Azure Traffic Manager

After gaining a good understanding of both the Azure load balancer and the application gateway, it's time to get into the details of Traffic Manager. Azure load balancers and application gateways are much-needed resources for high availability within a data center and region; however, to achieve high availability across regions and data centers, there is a need for another resource, and that is Traffic Manager.

Traffic Manager helps us to create highly available solutions that span multiple geographies, regions, and data centers. Traffic Manager is not similar to load balancers. It uses DNS to redirect requests to an appropriate endpoint determined by their health and configuration. Traffic Manager is not a proxy or a gateway. Traffic Manager does not see the traffic passing between the client and the service. It simply redirects the request based on the most appropriate endpoints.

Azure Traffic Manager enables you to control the distribution of traffic across your application endpoints. An endpoint is any internet-facing service hosted inside or outside of Azure.

Endpoints are internet-facing, reachable public URLs. Applications are provisioned within multiple geographies and Azure regions. Applications deployed to each region have a unique endpoint referred by DNS CNAME. These endpoints are mapped to the Traffic Manager endpoint. When a Traffic Manager is provisioned, it gets an endpoint by default with a .trafficmanager.net URL extension.

When a request arrives at the Traffic Manager URL, it finds the most appropriate endpoint out of its list and redirects the request to it. In short, Traffic Manager acts as a global DNS to identify the region that will serve the request.

However, how does Traffic Manager know which endpoints to use and redirect the client request to? There are two aspects that the Traffic Manager implements to determine the most appropriate endpoint and region.

First, Traffic Manager actively monitors the health of all endpoints. It can monitor the health of VMs, cloud services, and app services. If it determines that the health of an application deployed to a region is not suitable for redirecting traffic, it redirects the requests to a healthy endpoint.

Second, the Traffic Manager can be configured with routing information.

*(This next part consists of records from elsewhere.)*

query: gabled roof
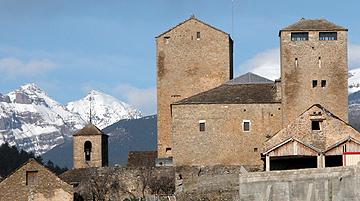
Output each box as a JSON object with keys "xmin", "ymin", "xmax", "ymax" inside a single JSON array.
[
  {"xmin": 263, "ymin": 104, "xmax": 360, "ymax": 153},
  {"xmin": 226, "ymin": 72, "xmax": 273, "ymax": 85},
  {"xmin": 263, "ymin": 137, "xmax": 322, "ymax": 155},
  {"xmin": 156, "ymin": 15, "xmax": 230, "ymax": 38},
  {"xmin": 280, "ymin": 18, "xmax": 348, "ymax": 33},
  {"xmin": 73, "ymin": 123, "xmax": 106, "ymax": 136}
]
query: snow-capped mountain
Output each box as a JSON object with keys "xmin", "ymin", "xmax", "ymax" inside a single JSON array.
[
  {"xmin": 348, "ymin": 68, "xmax": 360, "ymax": 94},
  {"xmin": 0, "ymin": 83, "xmax": 86, "ymax": 155},
  {"xmin": 66, "ymin": 90, "xmax": 142, "ymax": 129},
  {"xmin": 0, "ymin": 84, "xmax": 142, "ymax": 155}
]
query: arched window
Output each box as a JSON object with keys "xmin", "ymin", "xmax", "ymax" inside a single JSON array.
[{"xmin": 84, "ymin": 141, "xmax": 92, "ymax": 161}]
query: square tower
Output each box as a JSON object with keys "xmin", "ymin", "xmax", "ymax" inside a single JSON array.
[
  {"xmin": 73, "ymin": 124, "xmax": 108, "ymax": 169},
  {"xmin": 280, "ymin": 19, "xmax": 348, "ymax": 126},
  {"xmin": 156, "ymin": 16, "xmax": 233, "ymax": 158}
]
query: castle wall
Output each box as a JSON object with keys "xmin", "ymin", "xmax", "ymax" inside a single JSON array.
[
  {"xmin": 281, "ymin": 30, "xmax": 348, "ymax": 126},
  {"xmin": 172, "ymin": 103, "xmax": 282, "ymax": 166},
  {"xmin": 157, "ymin": 18, "xmax": 233, "ymax": 158}
]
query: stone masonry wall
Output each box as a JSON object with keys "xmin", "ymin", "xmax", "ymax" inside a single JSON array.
[
  {"xmin": 0, "ymin": 160, "xmax": 73, "ymax": 201},
  {"xmin": 157, "ymin": 18, "xmax": 233, "ymax": 158},
  {"xmin": 281, "ymin": 30, "xmax": 348, "ymax": 126},
  {"xmin": 73, "ymin": 135, "xmax": 105, "ymax": 169},
  {"xmin": 172, "ymin": 103, "xmax": 282, "ymax": 166}
]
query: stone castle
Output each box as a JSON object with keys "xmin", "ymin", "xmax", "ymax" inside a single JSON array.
[{"xmin": 156, "ymin": 16, "xmax": 360, "ymax": 170}]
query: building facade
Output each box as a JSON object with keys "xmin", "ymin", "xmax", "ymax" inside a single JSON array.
[{"xmin": 156, "ymin": 16, "xmax": 233, "ymax": 159}]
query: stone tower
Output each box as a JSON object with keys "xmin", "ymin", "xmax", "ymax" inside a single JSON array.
[
  {"xmin": 73, "ymin": 124, "xmax": 108, "ymax": 169},
  {"xmin": 156, "ymin": 16, "xmax": 233, "ymax": 159},
  {"xmin": 280, "ymin": 19, "xmax": 348, "ymax": 126}
]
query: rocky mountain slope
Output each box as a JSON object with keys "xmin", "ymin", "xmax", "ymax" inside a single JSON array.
[{"xmin": 0, "ymin": 84, "xmax": 142, "ymax": 155}]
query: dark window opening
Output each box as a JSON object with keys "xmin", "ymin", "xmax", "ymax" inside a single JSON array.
[
  {"xmin": 325, "ymin": 155, "xmax": 343, "ymax": 167},
  {"xmin": 26, "ymin": 171, "xmax": 38, "ymax": 186},
  {"xmin": 166, "ymin": 147, "xmax": 172, "ymax": 152},
  {"xmin": 312, "ymin": 80, "xmax": 318, "ymax": 88},
  {"xmin": 319, "ymin": 32, "xmax": 337, "ymax": 41},
  {"xmin": 199, "ymin": 122, "xmax": 205, "ymax": 131},
  {"xmin": 268, "ymin": 156, "xmax": 317, "ymax": 171},
  {"xmin": 84, "ymin": 141, "xmax": 92, "ymax": 161},
  {"xmin": 311, "ymin": 121, "xmax": 321, "ymax": 131},
  {"xmin": 321, "ymin": 80, "xmax": 326, "ymax": 87},
  {"xmin": 243, "ymin": 121, "xmax": 250, "ymax": 132},
  {"xmin": 254, "ymin": 148, "xmax": 258, "ymax": 152},
  {"xmin": 196, "ymin": 32, "xmax": 201, "ymax": 39},
  {"xmin": 291, "ymin": 32, "xmax": 309, "ymax": 41}
]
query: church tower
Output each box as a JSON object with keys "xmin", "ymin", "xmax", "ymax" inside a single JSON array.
[
  {"xmin": 156, "ymin": 16, "xmax": 233, "ymax": 159},
  {"xmin": 280, "ymin": 18, "xmax": 348, "ymax": 126},
  {"xmin": 73, "ymin": 124, "xmax": 108, "ymax": 169}
]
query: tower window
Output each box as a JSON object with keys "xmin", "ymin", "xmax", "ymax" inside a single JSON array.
[
  {"xmin": 311, "ymin": 120, "xmax": 321, "ymax": 131},
  {"xmin": 84, "ymin": 141, "xmax": 92, "ymax": 161},
  {"xmin": 295, "ymin": 58, "xmax": 298, "ymax": 68},
  {"xmin": 312, "ymin": 80, "xmax": 318, "ymax": 88},
  {"xmin": 321, "ymin": 80, "xmax": 327, "ymax": 87},
  {"xmin": 319, "ymin": 32, "xmax": 337, "ymax": 41},
  {"xmin": 291, "ymin": 32, "xmax": 309, "ymax": 41},
  {"xmin": 199, "ymin": 120, "xmax": 206, "ymax": 131},
  {"xmin": 243, "ymin": 120, "xmax": 251, "ymax": 132},
  {"xmin": 26, "ymin": 171, "xmax": 38, "ymax": 186},
  {"xmin": 196, "ymin": 32, "xmax": 201, "ymax": 40},
  {"xmin": 164, "ymin": 36, "xmax": 170, "ymax": 44}
]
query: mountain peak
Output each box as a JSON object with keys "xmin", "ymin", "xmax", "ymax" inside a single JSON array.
[{"xmin": 20, "ymin": 83, "xmax": 44, "ymax": 93}]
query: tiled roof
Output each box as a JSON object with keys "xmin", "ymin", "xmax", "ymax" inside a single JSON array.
[
  {"xmin": 281, "ymin": 18, "xmax": 347, "ymax": 32},
  {"xmin": 73, "ymin": 124, "xmax": 105, "ymax": 136},
  {"xmin": 226, "ymin": 72, "xmax": 273, "ymax": 85}
]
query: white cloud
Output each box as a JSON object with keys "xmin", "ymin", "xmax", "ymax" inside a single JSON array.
[
  {"xmin": 349, "ymin": 44, "xmax": 360, "ymax": 69},
  {"xmin": 239, "ymin": 48, "xmax": 280, "ymax": 80},
  {"xmin": 114, "ymin": 84, "xmax": 156, "ymax": 116},
  {"xmin": 0, "ymin": 57, "xmax": 56, "ymax": 78}
]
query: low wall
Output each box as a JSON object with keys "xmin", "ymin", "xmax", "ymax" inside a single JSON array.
[{"xmin": 239, "ymin": 166, "xmax": 360, "ymax": 201}]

There are four traffic routing methods available in Traffic Manager, which are as follows:

  • Priority: Should be used when all traffic should go to a default endpoint, and backups are available in case the primary endpoints are unavailable.
  • Weighted: Should be used to distribute traffic across endpoints evenly, or according to defined weights.
  • Performance: Should be used for endpoints in different regions, and users should be redirected to the closest endpoint based on their location. This has a direct impact on network latency.
  • Geographic: This should be used to redirect users from a specific geography to an endpoint (Azure, external, or nested) available in that geography or nearest to that geography. Examples include complying with data sovereignty mandates, localization of content and user experience, and measuring traffic from different regions.
  • Subnet: This is a new routing method added and it helps in providing clients different endpoints based on their IP addresses. In this method, a range of IP addresses are assigned to each endpoint. These IP address ranges are mapped to the client IP address to determine an appropriate returning endpoint. Using this routing method, it is possible to provide different content to different people based on their originating IP address. 
  • Multivalue: This is also a new method added in Azure. In this method, multiple endpoints are returned back to the client and any of them can be used. This ensures that if one endpoint is unhealthy, other endpoints can be used. This helps in increasing the overall availability of the solution.

It should be noted that after the Traffic Manager determines a valid healthy endpoint, clients connect directly to the application.